Experiments
This page contains the notebooks that were kept for each wet-lab experiment, in addition to the induction week and interlab study protocols. For more details on these experiments, including detailed explanations as to their rationale, refer to the wet-lab section below.
Wet Lab Experiment Links
Standard Protocols
Throughout the experiments, our team used a set of standard protcols. This enabled us to produce batches of reagents in advance and troubleshoot our epxeriments to a greater degree.
Click the link for the standard protocols
Quantification of Auxin biosynthesis in E.Coli
The auxin expression experiment aims to prove our bacteria are able to produce auxin for algae growth after taking up the plasmid with the 3 auxin genes (Aro8, Ald-H, and KDC). The first part of the experiment includes inserting all g-blocks (Aro8, Ald-H, and KDC) into the vector backbone (pBbE8c-RFP) through golden gate assembly followed by transformation. The second part of the experiment aims to show the auxin expression through measuring auxin concentration by UPLC.
Click the link for the Auxin procedures
Light SwitchCre-LoxP recombination Experiment
The Light Switch experiment aims to prove our bacteria are able to change their genetic expression from one set of genes to another, via induction using a specific wavelength of light. The first part of the experiment involved cloning the LoxP gblock into a vector backbone, before transforming into bacteria. The second part of the experiments then involved testing the fluorescence of the MKATE2 before inducing a genetic change by transfecting with the Cre Plasmid. Transformed and induced cells were then tested for the fluorescence expression of MKO2, which comprised the final section of the experiments.
Click the link for the Light Switch procedures
PhoU knockdown for phosphate accumulation
The phosphate-accumulation experiments aims to show that our bacteria are capable of taking up phosphate from a growth medium and sequestering it in their cells. We seek to starve the microalgae of phosphate to trigger lipid accumulation. The firs part of the experimental procedure is concerned with the clonning or our pdCas9 sysytem and the transformation of our competent E.Coli. The second section explains the use of our vanadate molybdate colorimetric assay to detect phosphate sequestration.

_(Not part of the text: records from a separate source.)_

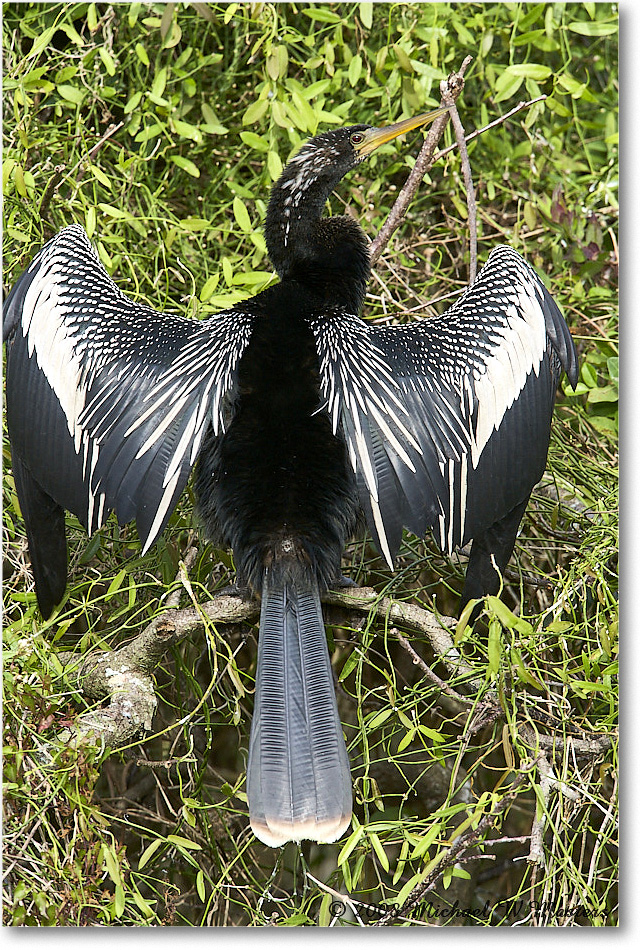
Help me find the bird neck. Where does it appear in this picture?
[265,162,370,313]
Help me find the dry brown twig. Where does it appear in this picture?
[370,56,473,264]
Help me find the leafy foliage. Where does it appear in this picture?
[3,2,618,926]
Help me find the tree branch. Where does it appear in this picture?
[370,56,472,265]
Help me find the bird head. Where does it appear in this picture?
[265,108,447,304]
[286,107,448,190]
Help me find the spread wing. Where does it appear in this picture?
[312,247,578,566]
[4,225,254,608]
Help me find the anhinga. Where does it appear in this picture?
[5,110,577,846]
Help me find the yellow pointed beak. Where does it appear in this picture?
[354,107,448,158]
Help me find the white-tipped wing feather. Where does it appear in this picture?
[312,247,577,565]
[5,225,254,548]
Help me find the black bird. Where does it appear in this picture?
[5,110,577,846]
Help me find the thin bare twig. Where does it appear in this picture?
[370,56,472,264]
[433,95,548,162]
[439,80,477,284]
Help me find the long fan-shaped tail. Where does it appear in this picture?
[247,574,352,848]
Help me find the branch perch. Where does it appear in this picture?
[51,580,481,760]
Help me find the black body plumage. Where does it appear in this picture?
[5,122,577,845]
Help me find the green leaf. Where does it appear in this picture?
[102,844,123,884]
[114,884,125,918]
[495,70,524,102]
[170,155,201,178]
[98,201,131,221]
[89,165,111,189]
[28,26,56,56]
[123,90,143,114]
[199,274,219,303]
[301,6,341,23]
[166,835,203,852]
[138,838,165,871]
[56,83,85,106]
[348,55,362,86]
[505,63,552,82]
[241,99,268,125]
[337,823,363,867]
[488,620,502,677]
[368,831,390,872]
[359,3,372,30]
[232,195,252,234]
[241,132,270,152]
[132,887,154,917]
[105,568,127,600]
[134,43,149,66]
[98,46,116,76]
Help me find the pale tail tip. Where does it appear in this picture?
[250,811,352,848]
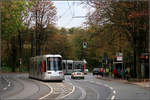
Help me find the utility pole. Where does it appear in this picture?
[0,2,2,70]
[35,2,38,56]
[31,31,34,57]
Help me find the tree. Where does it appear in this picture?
[85,0,149,78]
[1,0,32,71]
[31,0,56,55]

RFP silencing via introduction of PdCas9 plasmid and light induction
The RFP silencing experiment aims to validate our genetic switch mechanism through the activation of LoxP, leading to the knockout of Red Fluorescent Protein encoded in the genome of the bacteria. This will provide a simple visual cue as to whether the genetic rearrangement leads to a change in expression. The first part of the experiment involved introducing the RFP pdCas9 plasmid into a strain of RFP genome encoded E.Coli. This was followed by induction the plasmid via Cre and IPTG. the second section of experiments involved identifying the loss of fluorescence of the RFP caused by the CRISPR knockout.